The opposition to its authority from the educated younger generation that has tasted the benefits of two decades of limited democracy and growth isn’t the only challenge the Taliban faces.

Even as the Taliban today has greater international linkages than it did in 1996, key global actors appears to be veering round to the position that future engagement with the new setup in Kabul will – as United States (US) secretary of state Antony Blinken put it on Wednesday – depend on actions that the Taliban takes on the ground.

About 17 of the 33 members of the Taliban’s interim cabinet are under United Nations (UN) sanctions, and if an upcoming meeting of the UN Security Council decides not to extend exemptions to a travel ban, leaders such as deputy chief Abdul Ghani Baradar and foreign minister Amir Khan Mutaqqi won’t even be able to travel out of Afghanistan. While Russia and China have shown willingness to embrace the Taliban setup in Kabul, key Western players such as the US and European Union members have given no indication that the new regime will be accorded any recognition.

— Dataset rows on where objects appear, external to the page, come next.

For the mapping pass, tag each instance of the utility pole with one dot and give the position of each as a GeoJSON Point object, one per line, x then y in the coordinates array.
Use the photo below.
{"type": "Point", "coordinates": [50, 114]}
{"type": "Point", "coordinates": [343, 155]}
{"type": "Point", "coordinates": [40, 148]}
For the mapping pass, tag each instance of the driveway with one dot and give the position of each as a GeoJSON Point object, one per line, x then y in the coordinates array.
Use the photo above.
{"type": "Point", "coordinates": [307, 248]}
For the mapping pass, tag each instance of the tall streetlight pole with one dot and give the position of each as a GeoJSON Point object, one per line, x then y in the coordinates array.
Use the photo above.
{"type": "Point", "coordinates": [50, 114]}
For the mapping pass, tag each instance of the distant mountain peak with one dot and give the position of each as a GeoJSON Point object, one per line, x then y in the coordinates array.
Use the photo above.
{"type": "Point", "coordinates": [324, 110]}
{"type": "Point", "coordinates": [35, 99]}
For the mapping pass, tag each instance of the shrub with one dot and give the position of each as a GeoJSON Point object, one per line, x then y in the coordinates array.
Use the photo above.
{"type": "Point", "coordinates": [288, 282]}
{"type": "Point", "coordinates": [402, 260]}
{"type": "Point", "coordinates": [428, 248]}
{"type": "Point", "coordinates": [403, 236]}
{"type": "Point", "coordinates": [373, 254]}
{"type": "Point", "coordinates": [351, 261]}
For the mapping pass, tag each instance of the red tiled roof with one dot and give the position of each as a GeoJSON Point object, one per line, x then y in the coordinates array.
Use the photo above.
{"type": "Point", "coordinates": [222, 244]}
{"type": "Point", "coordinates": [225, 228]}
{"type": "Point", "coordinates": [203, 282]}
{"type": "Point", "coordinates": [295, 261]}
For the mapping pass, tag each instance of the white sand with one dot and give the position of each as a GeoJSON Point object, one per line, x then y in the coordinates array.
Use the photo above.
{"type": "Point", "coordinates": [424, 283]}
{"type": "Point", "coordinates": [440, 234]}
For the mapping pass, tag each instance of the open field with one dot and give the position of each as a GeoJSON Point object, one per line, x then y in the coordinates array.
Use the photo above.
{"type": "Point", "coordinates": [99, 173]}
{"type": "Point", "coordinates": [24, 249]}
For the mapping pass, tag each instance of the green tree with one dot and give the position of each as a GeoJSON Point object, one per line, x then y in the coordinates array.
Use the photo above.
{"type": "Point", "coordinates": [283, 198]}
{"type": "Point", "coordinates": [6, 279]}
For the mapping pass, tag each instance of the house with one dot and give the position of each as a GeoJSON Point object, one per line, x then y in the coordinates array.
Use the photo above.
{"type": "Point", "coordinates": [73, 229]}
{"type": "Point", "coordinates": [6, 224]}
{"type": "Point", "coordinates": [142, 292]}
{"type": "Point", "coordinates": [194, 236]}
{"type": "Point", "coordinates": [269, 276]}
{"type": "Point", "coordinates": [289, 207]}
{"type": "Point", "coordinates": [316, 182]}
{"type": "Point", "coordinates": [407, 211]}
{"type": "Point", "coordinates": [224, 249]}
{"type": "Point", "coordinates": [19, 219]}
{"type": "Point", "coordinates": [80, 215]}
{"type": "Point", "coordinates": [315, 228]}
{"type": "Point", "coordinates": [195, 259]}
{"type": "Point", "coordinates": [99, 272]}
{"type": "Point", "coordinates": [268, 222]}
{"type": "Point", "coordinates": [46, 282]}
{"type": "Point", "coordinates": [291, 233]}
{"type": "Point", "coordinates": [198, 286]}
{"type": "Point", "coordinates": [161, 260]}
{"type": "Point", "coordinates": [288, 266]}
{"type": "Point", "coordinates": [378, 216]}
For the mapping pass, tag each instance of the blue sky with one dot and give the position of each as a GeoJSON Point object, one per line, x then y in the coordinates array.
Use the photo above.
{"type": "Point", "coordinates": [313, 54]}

As Blinken put it in his remarks at a ministerial meeting on Afghanistan on Wednesday, the US intends to hold the Taliban accountable to a commitment to preventing terror groups from using Afghan soil as a base for external operations, and maintain robust counterterrorism capabilities in the region to neutralise any threats.

The third key difference is the heterogeneity within the group. There are factors that indicate the Taliban is no longer the nearly monolithic entity that was tightly controlled by its founder, Mullah Omar. The Haqqani Network holds key positions in the current setup, while other positions have gone to leaders from Kandahar, the traditional stronghold of the Taliban.

That there are divisions between leaders in the political office based in Doha and commanders on the ground in Afghanistan became obvious in the delays witnessed in forming a government. Even here, the process took shape only after Inter-Services Intelligence (ISI) chief Lt Gen Faiz Hameed arrived in Kabul last week. At the same time, there are some factions that are opposed to Pakistan’s dominant role in influencing and shaping outcomes in Afghanistan, as Indian interlocutors have learnt since they opened channels of communication with some Taliban leaders last year.

As one unnamed Western diplomat recently told Reuters: “They [the Taliban] are not monolithic, and they are not monolithic within their own divisions.”

And finally, none of the 33 members of the Taliban’s interim setup have demonstrated any ability to tackle the serious governance, security and economic issues that Afghanistan is grappling with today. There are already reports of food shortages after international assistance began drying up and virtually no Western country is keen on routing aid directly to the Taliban, though there is growing realisation within the international community of the need to step in quickly with assistance.

The Taliban’s insistence on implementing Sharia law and keeping women out of governance, and lack of public acknowledgement regarding the severing of ties with terror groups such as al-Qaeda, will only make it more difficult for the group to gain legitimacy or any sort of recognition. The Taliban may have won but the challenges of 2021 are distinct from those it faced in 1996.